Professor of English, Seton Hill University.

One thought on “The Kindergarchy (or, Too Much Love in the Home, Not Enough Pain in the Class)”

  1. I hope we’re all adults progressing from somewhere to somewhere; perhaps at times retreating, regrouping, and retooling when necessary, but always adjusting to the reality around us.
    I really like your strategy of foregrounding all these issues, and working them into the fabric of your classes.
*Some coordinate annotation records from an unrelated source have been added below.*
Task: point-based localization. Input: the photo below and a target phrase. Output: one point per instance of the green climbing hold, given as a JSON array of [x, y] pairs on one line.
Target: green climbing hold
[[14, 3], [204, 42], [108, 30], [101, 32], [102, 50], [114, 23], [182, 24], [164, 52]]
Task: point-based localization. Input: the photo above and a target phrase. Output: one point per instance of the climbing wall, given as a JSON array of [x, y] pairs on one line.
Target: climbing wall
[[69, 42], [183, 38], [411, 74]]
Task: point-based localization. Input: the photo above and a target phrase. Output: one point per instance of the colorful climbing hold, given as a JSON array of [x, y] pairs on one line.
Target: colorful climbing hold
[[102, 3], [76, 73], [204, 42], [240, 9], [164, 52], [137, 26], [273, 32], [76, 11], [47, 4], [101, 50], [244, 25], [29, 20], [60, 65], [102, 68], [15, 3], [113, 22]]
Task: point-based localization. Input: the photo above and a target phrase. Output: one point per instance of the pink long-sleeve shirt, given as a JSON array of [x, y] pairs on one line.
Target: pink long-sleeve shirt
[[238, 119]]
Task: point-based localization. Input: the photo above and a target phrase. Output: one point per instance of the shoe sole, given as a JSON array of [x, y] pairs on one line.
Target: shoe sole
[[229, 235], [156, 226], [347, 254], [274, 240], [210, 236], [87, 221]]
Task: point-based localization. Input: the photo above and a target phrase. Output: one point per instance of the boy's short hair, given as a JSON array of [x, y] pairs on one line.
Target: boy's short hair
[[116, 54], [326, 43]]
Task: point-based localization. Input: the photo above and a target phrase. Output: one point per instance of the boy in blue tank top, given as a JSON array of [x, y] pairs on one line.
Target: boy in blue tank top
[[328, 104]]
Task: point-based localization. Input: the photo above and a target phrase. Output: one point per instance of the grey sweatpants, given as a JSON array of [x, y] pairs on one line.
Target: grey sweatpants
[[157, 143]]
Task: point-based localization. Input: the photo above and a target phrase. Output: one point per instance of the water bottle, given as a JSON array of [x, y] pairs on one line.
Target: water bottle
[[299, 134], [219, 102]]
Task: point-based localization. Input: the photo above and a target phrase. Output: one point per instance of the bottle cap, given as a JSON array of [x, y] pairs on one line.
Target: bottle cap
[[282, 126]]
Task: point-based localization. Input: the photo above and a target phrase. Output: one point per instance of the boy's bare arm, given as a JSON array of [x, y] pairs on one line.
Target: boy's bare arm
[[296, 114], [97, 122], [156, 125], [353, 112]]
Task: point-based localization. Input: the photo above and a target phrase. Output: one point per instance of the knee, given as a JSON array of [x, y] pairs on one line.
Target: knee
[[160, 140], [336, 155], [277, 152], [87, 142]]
Yes, a fiction writer ought to be well-versed in the language of emotion, since a good writer should appreciate good writing (and the ability to invoke emotional reactions in the reader is a standard test of whether creative writing is “good”).
    I agree that “too much love” isn’t the problem, but from the context I understood Epstein to mean too much of a certain *kind* of love — too much uncritical praise, unconditional affirmation, that sort of thing.
    I often encounter new college students whose experiences have led them to believe that only the dumb kids have to work hard, or that that their status as “bright” (or, if you like, “loved”) ought to be sufficient guarantee their academic success.
    I’ve tried to stop praising my own kids for being “smart” or “a good reader” or “creative,” and instead try to praise them for being “a hard worker” or “diligent” or “generous” — things that require conscious choices.
    I’ve been using the following anecdote in classes recently… As a kid I saw a science film that showed what happens when two eggs started to hatch at the same time, and the experimenter opened one of the shells, but left the other alone.
    Thanks to “help” from the experimenter, one chick had little trouble getting out of its shell, and even made its first stumbling steps, before the other check had even poked its head out of its shell. The struggle out of the egg shell seems meaningless unless you can place it in context. The chick that got extra help (too much love?) never exercised its muscles during a crucial stage of its development. The chick that fought its own way out of the shell was soon scurrying around searching for food. Meanwhile, the “loved” chick could barely stand on its own.
    I’ve tried to use that metaphor when first-year students ask me for “The Right Answer,” telling that I don’t simply want them to memorize what I say a text means; I expect them to learn how to create and defend their own interpretations.
    It’s dramatic to show The Karate Kid dutifully waxing Mr. Miyagi’s cars, only to realize to his own shock that he’s exercised his arm muscles and can now deflect punches!
    But the reality of teaching is rarely that dramatic, and students do a better job when they understand why a chain of worksheets, exercises and drafts prepares them to tackle that final paper with more confidence.
    I wish I were better at motivating students to do the preparatory and intermediate steps, but perhaps I simply need to spend more time on the motivation, and less on designing or marking those intermediate assignments.
    Thanks for the opportunity to continue to reflect on the issues Epstein raised.